Acceptance Criteria¶
- AC1: No Python stacktraces in openqa-gru service logs for known errors
- AC2: openQA users have access to the details from openqa-clone-job, e.g. in the openQA job comment written by openqa-trigger-bisect-jobs
Suggestions¶
- Confirm what is causing Python stacktraces to show up in log files
- Redirect logs to /dev/null
- Catch the error and propagate it to openqa investigate and write a comment on the job
- Be aware that we have openqa-investigate (bash) and openqa-trigger-bisect-jobs (python) both calling openqa-clone-job which in both cases fail the same way
- We need to find a way to propagate the information in both differing implementations with focus on preventing the python stack trace which is only coming from openqa-trigger-bisect-jobs. In the worst case don't fix the bash script as the python stacktrace comes from the python script
Updated by nicksinger 2 months ago
- Copied from action #174580: [FIRING:1] Failed systemd services alert added
Updated by okurz about 2 months ago
- Target version changed from Ready to Tools - Next
Updated by okurz about 1 month ago
- Target version changed from Tools - Next to Ready
Updated by ybonatakis 25 days ago
- Status changed from Workable to In Progress
- Assignee set to ybonatakis
Updated by openqa_review 24 days ago
- Due date set to 2025-02-21
Setting due date based on mean cycle time of SUSE QE Tools
Updated by ybonatakis 24 days ago · Edited
livdywan wrote in #note-9:
What's the current state of this?
- Did you run the unit test?
No yet
- Which jobs if any did you look at to reproduce it?

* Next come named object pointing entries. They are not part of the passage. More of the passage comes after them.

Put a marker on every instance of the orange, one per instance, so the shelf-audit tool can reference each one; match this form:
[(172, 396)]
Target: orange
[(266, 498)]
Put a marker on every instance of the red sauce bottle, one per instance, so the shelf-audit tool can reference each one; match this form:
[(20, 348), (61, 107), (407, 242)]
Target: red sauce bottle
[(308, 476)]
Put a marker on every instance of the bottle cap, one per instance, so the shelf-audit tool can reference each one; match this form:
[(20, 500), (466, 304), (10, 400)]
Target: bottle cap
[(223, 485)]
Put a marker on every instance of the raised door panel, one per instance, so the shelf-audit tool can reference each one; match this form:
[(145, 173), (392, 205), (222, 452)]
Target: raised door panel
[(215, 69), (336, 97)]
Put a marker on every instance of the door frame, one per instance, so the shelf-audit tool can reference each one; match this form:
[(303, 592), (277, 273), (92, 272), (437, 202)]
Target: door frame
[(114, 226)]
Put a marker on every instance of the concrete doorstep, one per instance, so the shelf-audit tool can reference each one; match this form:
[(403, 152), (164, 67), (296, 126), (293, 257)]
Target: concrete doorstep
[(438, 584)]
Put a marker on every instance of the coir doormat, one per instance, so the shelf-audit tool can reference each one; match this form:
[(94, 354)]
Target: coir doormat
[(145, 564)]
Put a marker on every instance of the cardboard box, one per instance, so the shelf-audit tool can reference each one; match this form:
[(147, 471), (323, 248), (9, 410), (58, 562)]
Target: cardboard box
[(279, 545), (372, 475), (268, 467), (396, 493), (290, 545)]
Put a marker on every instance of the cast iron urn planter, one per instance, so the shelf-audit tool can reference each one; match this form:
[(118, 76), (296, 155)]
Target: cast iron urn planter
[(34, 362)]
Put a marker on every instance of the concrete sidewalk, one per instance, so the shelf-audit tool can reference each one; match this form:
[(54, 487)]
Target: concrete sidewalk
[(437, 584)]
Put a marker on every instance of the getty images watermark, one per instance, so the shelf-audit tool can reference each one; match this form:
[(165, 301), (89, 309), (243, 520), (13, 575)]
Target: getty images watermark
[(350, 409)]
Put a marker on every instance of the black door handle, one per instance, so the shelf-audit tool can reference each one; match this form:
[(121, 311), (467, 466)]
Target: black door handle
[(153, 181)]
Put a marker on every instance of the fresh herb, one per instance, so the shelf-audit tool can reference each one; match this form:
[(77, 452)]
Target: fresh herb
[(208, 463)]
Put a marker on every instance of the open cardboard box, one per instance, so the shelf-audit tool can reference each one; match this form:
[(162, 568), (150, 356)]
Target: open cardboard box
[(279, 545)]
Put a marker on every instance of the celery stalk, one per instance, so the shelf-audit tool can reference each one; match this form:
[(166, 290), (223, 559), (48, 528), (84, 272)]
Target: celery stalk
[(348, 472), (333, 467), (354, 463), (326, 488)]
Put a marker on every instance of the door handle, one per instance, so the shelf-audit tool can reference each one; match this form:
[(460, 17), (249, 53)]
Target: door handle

Random choices among others
1551 ./openqa-trigger-bisect-jobs -vvvvv --dry-run --url https://openqa.suse.de/tests/16684753
1552 ./openqa-trigger-bisect-jobs -vvvvv --dry-run --url https://openqa.suse.de/tests/16079005
1553 ./openqa-trigger-bisect-jobs -vvvvv --dry-run --url https://openqa.suse.de/tests/16365265
1554 ./openqa-trigger-bisect-jobs -vvvvv --dry-run --url https://openqa.suse.de/tests/15839520
1555 ./openqa-trigger-bisect-jobs -vvvvv --dry-run --url https://openqa.suse.de/tests/16081737
1556 ./openqa-trigger-bisect-jobs -vvvvv --dry-run --url https://openqa.suse.de/tests/15873161
1557 ./openqa-trigger-bisect-jobs -vvvvv --dry-run --url https://openqa.suse.de/tests/5275480
1558 ./openqa-trigger-bisect-jobs -vvvvv --dry-run --url https://openqa.suse.de/tests/15839456
1559 ./openqa-trigger-bisect-jobs -vvvvv --dry-run --url https://openqa.suse.de/tests/16137625
- What else did you look into?
Some not related stuff. there was a chat on slack. I am told to focus on ./openqa-trigger-bisect-jobs.

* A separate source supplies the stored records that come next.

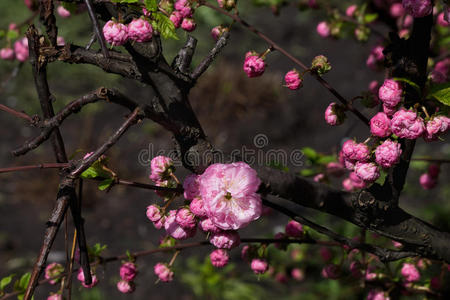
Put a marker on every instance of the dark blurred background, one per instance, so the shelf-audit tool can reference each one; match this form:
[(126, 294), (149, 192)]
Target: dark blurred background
[(231, 108)]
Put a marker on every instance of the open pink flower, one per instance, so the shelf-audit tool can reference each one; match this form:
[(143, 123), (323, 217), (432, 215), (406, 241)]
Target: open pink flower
[(407, 124), (219, 258), (388, 153), (380, 125), (229, 195)]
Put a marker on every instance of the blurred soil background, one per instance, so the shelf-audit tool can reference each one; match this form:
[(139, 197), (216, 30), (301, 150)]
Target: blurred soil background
[(232, 109)]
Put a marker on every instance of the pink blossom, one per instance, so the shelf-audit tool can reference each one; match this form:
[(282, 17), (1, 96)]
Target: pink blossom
[(176, 18), (163, 272), (389, 111), (396, 10), (350, 11), (225, 239), (259, 266), (208, 226), (388, 153), (190, 186), (254, 65), (380, 125), (293, 80), (140, 30), (427, 182), (161, 167), (323, 29), (184, 7), (62, 12), (407, 124), (294, 229), (175, 230), (368, 172), (334, 114), (330, 271), (188, 24), (436, 126), (297, 274), (441, 71), (376, 295), (185, 218), (335, 169), (410, 272), (229, 195), (197, 207), (7, 54), (21, 49), (441, 21), (390, 93), (115, 33), (125, 287), (418, 8), (354, 151), (80, 277), (219, 258), (128, 271), (53, 271)]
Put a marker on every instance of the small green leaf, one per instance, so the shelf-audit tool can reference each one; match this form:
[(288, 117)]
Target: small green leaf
[(5, 281), (105, 184), (441, 92)]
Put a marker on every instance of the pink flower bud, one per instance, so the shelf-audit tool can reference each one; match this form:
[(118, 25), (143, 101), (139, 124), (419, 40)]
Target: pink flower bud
[(190, 186), (407, 124), (140, 30), (418, 8), (176, 18), (388, 153), (53, 271), (7, 54), (259, 266), (427, 182), (115, 33), (380, 125), (125, 287), (294, 229), (293, 80), (128, 271), (163, 272), (254, 66), (219, 258), (368, 172), (334, 114), (330, 271), (410, 273), (175, 230), (186, 219), (323, 29), (62, 12), (188, 24), (225, 239), (21, 49), (396, 10), (197, 207), (80, 278), (390, 93)]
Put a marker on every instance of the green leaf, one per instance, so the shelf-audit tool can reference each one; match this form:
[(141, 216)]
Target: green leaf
[(5, 281), (369, 18), (165, 27), (441, 92), (151, 5), (105, 184), (411, 83)]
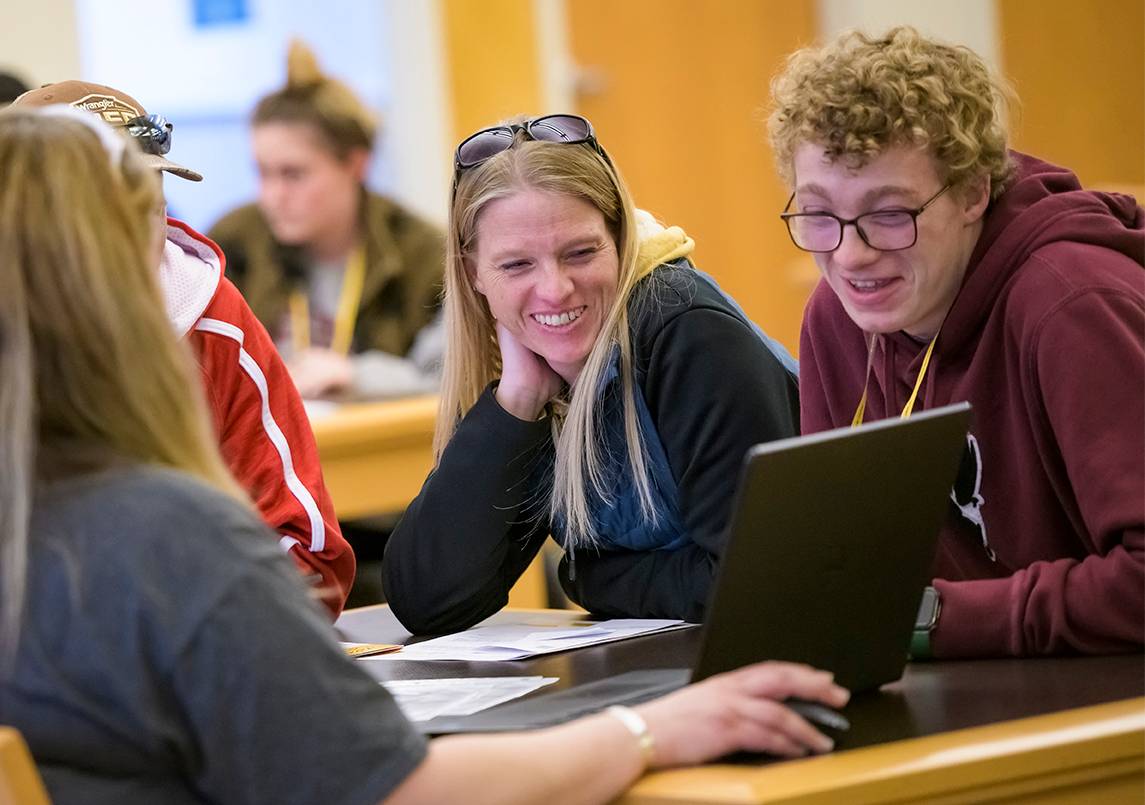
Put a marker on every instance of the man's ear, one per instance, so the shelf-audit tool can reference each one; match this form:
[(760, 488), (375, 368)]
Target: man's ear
[(976, 197)]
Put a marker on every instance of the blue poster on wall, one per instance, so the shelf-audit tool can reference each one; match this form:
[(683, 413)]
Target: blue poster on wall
[(213, 13)]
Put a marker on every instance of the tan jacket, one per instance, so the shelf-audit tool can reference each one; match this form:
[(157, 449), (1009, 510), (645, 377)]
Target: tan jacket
[(403, 276)]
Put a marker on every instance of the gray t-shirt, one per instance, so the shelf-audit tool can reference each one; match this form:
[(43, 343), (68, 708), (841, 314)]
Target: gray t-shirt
[(170, 654)]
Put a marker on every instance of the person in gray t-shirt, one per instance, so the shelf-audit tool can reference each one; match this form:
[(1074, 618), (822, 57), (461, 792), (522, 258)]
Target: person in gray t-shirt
[(155, 644)]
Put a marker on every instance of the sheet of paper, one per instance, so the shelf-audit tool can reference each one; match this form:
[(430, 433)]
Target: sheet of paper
[(523, 640), (424, 699)]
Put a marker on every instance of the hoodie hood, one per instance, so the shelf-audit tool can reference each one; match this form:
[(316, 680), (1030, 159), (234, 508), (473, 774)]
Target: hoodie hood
[(189, 275), (1044, 204)]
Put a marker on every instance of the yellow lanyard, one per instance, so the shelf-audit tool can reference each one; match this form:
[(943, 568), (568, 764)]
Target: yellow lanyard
[(857, 420), (348, 301)]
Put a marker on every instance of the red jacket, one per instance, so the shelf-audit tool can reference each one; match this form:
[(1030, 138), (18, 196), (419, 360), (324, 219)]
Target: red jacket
[(1045, 341), (263, 433)]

I looked into the osd logs and checked subprocess module (also wrote about it on slack). I tried to run debugger and that's all so far
Updated by okurz 24 days ago · Edited
your quoting in the above comment is broken. Please fix that DONE
Regarding the testing approach I recommend to first get tests/test_trigger_bisect_jobs.py to run in your environment, then make it fail by adding according mocked calls of openqa-clone-job returning the error string and triggering the unhandled stack trace, then catch the exception in openqa-trigger-bisect-jobs
Updated by ybonatakis 24 days ago
Updated by ybonatakis 20 days ago
I have added a third commit with the changes following comments suggestions. The test only makes sure that in raising Exception exits and the logs have the logged error. I will have to make a manual test tomorrow and give it for reviews
Updated by ybonatakis 19 days ago
Another commit (draft) https://github.com/os-autoinst/scripts/pull/376
I tried to get the feedback from the unblock meeting in this one, without ignore the comments from https://github.com/os-autoinst/scripts/pull/375.
The PR as it is now is missing the openqa_comment
(AC2). The main reason is because it makes the test fail in the current logic.
Updated by okurz 17 days ago
https://github.com/os-autoinst/scripts/pull/377 was merged with changes from ybonatakis included. You can now focus on AC2. Please use TDD and feel welcome to show us the failing test code before diving into the implementation
Updated by ybonatakis 17 days ago
is it right to assume that the AC2 occurs only on because the repositories for the below updates are unavailable
?
Updated by ybonatakis 14 days ago
https://github.com/os-autoinst/scripts/pull/378 (not-ready) for AC2
Updated by ybonatakis 14 days ago
- Status changed from In Progress to Feedback
ybonatakis wrote in #note-19:
https://github.com/os-autoinst/scripts/pull/378 (not-ready) for AC2
ready for review
Updated by ybonatakis 13 days ago
- Status changed from Feedback to Resolved
writeup:¶
Modify the call
. check_output runs with check
parameter as True. With check enabled, a non-zero exit code will raise an Exception.
Tina replaced check_output
with run
and separating the output for better handling. call
will always return the stdout or an Exception.
The underline problem solved by catching the exception in main, where openqa_clone
is called. The Exception handles a known error[0] with exiting the script
and by raising another stack trace for all the other unknown ones.
Completed the task with sending a comment to the investigated job before exiting the known issue
Tests are enhanced to cover all the above